Canadian writer and academic

Alexander MacLeod is a Canadian writer and professor of English, Creative Writing and Atlantic Canada Studies at Saint Mary's University in Halifax, Nova Scotia. His debut short story collection Light Lifting was a shortlisted nominee for the 2010 Scotiabank Giller Prize and the 2011 Frank O'Connor International Short Story Award. It won the Margaret and John Savage First Book Award in the 2011 Atlantic Book Awards.
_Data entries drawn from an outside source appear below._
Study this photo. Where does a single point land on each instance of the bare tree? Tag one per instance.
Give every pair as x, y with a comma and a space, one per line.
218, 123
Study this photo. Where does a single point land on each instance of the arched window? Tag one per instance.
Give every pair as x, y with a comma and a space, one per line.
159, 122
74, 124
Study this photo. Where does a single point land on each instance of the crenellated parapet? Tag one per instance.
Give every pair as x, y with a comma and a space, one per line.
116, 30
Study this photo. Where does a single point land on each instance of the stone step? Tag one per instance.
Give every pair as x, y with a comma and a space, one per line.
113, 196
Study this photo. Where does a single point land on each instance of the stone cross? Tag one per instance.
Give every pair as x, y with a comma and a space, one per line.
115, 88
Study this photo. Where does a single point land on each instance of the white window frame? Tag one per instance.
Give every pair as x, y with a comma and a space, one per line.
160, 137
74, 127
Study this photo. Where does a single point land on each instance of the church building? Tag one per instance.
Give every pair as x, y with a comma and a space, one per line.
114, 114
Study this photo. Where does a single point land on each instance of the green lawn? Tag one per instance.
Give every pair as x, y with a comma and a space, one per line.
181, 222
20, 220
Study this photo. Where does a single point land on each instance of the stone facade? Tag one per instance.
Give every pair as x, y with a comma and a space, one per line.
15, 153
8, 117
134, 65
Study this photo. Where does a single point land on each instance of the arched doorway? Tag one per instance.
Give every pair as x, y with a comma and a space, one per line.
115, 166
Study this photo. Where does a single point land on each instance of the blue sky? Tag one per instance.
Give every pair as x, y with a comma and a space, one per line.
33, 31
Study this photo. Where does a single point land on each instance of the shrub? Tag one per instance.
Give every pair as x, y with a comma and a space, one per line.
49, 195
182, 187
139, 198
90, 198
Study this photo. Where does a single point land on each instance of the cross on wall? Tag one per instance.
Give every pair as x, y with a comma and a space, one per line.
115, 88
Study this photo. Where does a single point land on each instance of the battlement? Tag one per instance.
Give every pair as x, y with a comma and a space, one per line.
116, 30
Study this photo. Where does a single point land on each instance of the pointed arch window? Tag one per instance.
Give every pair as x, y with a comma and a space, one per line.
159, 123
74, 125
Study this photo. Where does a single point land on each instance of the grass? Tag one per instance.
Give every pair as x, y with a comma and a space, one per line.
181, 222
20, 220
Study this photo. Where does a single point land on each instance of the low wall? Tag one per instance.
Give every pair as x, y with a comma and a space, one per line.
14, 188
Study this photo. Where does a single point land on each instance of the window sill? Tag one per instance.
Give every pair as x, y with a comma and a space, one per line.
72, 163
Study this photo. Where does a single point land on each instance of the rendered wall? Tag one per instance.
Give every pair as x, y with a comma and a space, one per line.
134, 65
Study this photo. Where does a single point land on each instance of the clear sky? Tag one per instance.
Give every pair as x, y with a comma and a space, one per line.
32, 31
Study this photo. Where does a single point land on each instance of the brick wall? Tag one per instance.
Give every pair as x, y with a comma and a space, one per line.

In 2019, he won an O. Henry Award for his short story, "Lagomorph", which was first published in Granta.

The son of Canadian novelist and short-story writer Alistair MacLeod and of his wife, Anita MacLellan, he was born in Inverness, Nova Scotia, in 1972 and raised in Windsor, Ontario, where his father taught at the University of Windsor. MacLeod completed an undergraduate degree at the University of Windsor. He earned a first graduate degree at the University of Notre Dame in Indiana in 1997 and later completed a PhD at McGill University in Montreal.

MacLeod served as a judge for the 2015 Scotiabank Giller Prize.

MacLeod is also a former national level track and field runner and competed for the University of Windsor. Subsequent to his competitive running career, MacLeod captained both the 2009 and 2010 Cabot Trail Relay winning teams, the Dennis Fairall Grey Hairs.

His second short story collection Animal Person was published in 2022.

==Awards==

Year: Work; Award; Category; Result; Ref.
2010: Light Lifting; Scotiabank Giller Prize; —; Shortlisted
2011: Andrew Carnegie Medal for Excellence; Fiction; Longlisted
Atlantic Book Awards: Margaret and John Savage First Book Award; Won
Commonwealth Writers' Prize: First Book (Canada and the Caribbean); Shortlisted
Frank O'Connor International Short Story Award: —; Shortlisted
Thomas Head Raddall Award: Fiction; Shortlisted
2019: "Lagomorph"; O. Henry Award; —; Won
2021: Nova Scotia Masterworks Arts Award; Collaborative Work; Won

==Bibliography==

- Light Lifting (2010)
- Animal Person (2022)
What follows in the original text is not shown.